The main difference between regular external tables and web external tables are their data sources. Regular external tables access static flat files, while web external tables access dynamic data sources – either on a web server with the http:// protocol or by executing OS commands or scripts.

When a query is planned using a regular external table, the external table is considered rescannable since the data is static for the course of the query. For web external tables, the data is not rescannable because there is the possibility that the data could change during the course of the execution of the query.

Writable external tables are used to select rows from other database tables and output the rows to files, named pipes, or to other executable programs. For example, you could unload data from Greenplum Database and send it to an executable that connects to another database or ETL tool to load the data elsewhere. Writable external tables can also be used as output targets for Greenplum parallel MapReduce calculations.
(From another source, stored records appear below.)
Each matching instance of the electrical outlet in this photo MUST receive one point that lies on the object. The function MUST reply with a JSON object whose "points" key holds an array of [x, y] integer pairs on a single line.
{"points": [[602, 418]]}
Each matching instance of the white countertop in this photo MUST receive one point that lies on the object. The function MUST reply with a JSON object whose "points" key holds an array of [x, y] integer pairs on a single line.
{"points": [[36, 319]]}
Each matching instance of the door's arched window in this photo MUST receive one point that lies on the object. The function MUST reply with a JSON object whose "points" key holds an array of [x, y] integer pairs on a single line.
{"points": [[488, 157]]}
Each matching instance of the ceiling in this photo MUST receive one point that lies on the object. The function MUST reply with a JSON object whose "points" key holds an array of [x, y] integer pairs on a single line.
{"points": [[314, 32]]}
Once a writable external table is defined, data can be selected from database tables and inserted into the writable external table. Writable external tables only allow INSERT operations – SELECT, UPDATE, DELETE, or TRUNCATE are not allowed.Writable web external tables output data to an executable program that can accept an input stream of data.

Using gpload

gpload is a data loading utility that acts as an interface to Greenplum’s external table parallel loading feature. Using a load specification defined in a YAML formatted control file, gpload executes a load by invoking the Greenplum parallel file server program (gpfdist), creating an external table definition based on the source data defined, and executing an INSERT, UPDATE or MERGE operation to load the source data into the target table in the database.

Using  COPY

Greenplum Database also offers the standard PostgreSQL COPY command for loading and unloading data. COPY is a non-parallel load/unload mechanism, meaning that data is loaded/unloaded in a single process via the Greenplum master instance. In cases where a small amount of data is involved, COPY offers a simple way to move data into or out of the database in a single transaction, without the administrative overhead of setting up an external table.